Simplicity and Generality: The method requires no modification to loss functions or network backbones (unlike PINNs), only changing the data composition and adding a prediction head.

Limitations & Future Work¶

Manual Decomposition: Deciding which terms to keep or drop currently relies on physical priors and manual design, lacking an automated discovery mechanism for basic forms.
Sample Mixture Ratio Tuning: Setting ratios based on simulation cost is heuristic; optimal ratios vary significantly across PDEs (1:3 to 1:24) and lack theoretical guidance.
Testing Scope: Evaluations remain within the same PDE family; more aggressive cross-family generalization (e.g., training on NS and testing on KS) is not addressed.
Future Work: Automated discovery of fundamental terms, integration into large-scale SciML foundation model pre-training, and validation in more 3D real-world physical scenarios.

PINNs: Constrain physics via PDE residuals in the loss function but face optimization difficulties; this work takes a complementary "data-side enhancement" route.
Neural Operators (FNO/DeepONet/etc.): Learn function space mappings but are data-hungry.
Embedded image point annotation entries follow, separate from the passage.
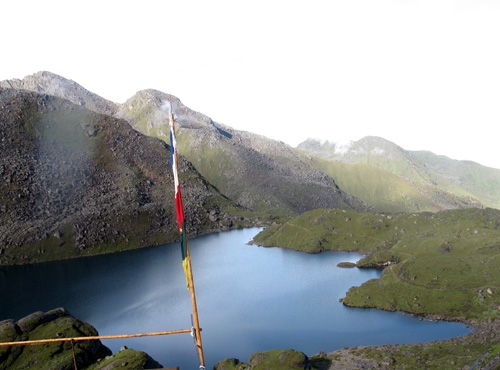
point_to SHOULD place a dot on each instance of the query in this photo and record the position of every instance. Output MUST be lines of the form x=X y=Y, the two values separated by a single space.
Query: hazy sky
x=424 y=74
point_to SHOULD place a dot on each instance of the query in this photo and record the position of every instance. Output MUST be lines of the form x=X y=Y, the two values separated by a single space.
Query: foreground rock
x=274 y=359
x=59 y=323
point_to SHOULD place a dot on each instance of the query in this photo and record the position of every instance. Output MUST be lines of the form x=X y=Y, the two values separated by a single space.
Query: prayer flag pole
x=186 y=256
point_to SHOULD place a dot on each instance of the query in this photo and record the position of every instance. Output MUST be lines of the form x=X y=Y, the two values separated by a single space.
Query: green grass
x=441 y=264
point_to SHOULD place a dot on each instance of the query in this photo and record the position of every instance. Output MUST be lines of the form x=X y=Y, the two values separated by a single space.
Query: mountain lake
x=249 y=299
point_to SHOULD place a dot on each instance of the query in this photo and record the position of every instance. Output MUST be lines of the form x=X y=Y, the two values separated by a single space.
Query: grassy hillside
x=260 y=174
x=443 y=264
x=396 y=180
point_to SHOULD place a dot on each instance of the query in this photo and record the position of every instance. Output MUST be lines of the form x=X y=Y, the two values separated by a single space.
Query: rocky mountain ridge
x=256 y=172
x=76 y=183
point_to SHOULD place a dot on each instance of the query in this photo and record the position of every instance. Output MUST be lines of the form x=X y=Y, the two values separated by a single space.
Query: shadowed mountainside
x=78 y=183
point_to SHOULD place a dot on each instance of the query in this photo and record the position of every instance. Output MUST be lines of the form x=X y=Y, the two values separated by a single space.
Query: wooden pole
x=96 y=337
x=196 y=321
x=189 y=270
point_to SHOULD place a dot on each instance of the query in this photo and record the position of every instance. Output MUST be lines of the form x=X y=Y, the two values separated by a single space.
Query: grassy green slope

This work emphasizes the multifaceted gains of explicit learning of basic physical knowledge rather than just cheap simulation.
SciML Foundation Models (MPP/DPOT/Hyena): Pursue generalization through multi-PDE joint pre-training but often ignore data efficiency and consistency on basic terms. This work addresses that gap.

Rating¶

Novelty: ⭐⭐⭐⭐ — The "decomposed basic form + joint training" perspective is refreshing and distinct from existing pre-training; however, individual components (multi-task, augmentation) are established techniques.
Experimental Thoroughness: ⭐⭐⭐⭐ — Covers four PDE types (1D/2D/3D), data efficiency, long-term stability, OOD, and real-world ScalarFlow data. Cross-family generalization and more architecture variety could be further explored.
Writing Quality: ⭐⭐⭐⭐ — Clear logic from motivation to method; physical explanations for each decomposition are well-provided.
Value: ⭐⭐⭐⭐ — Highly practical for SciML surrogate models, providing an architecture-agnostic way to improve efficiency and generalization with zero additional overhead.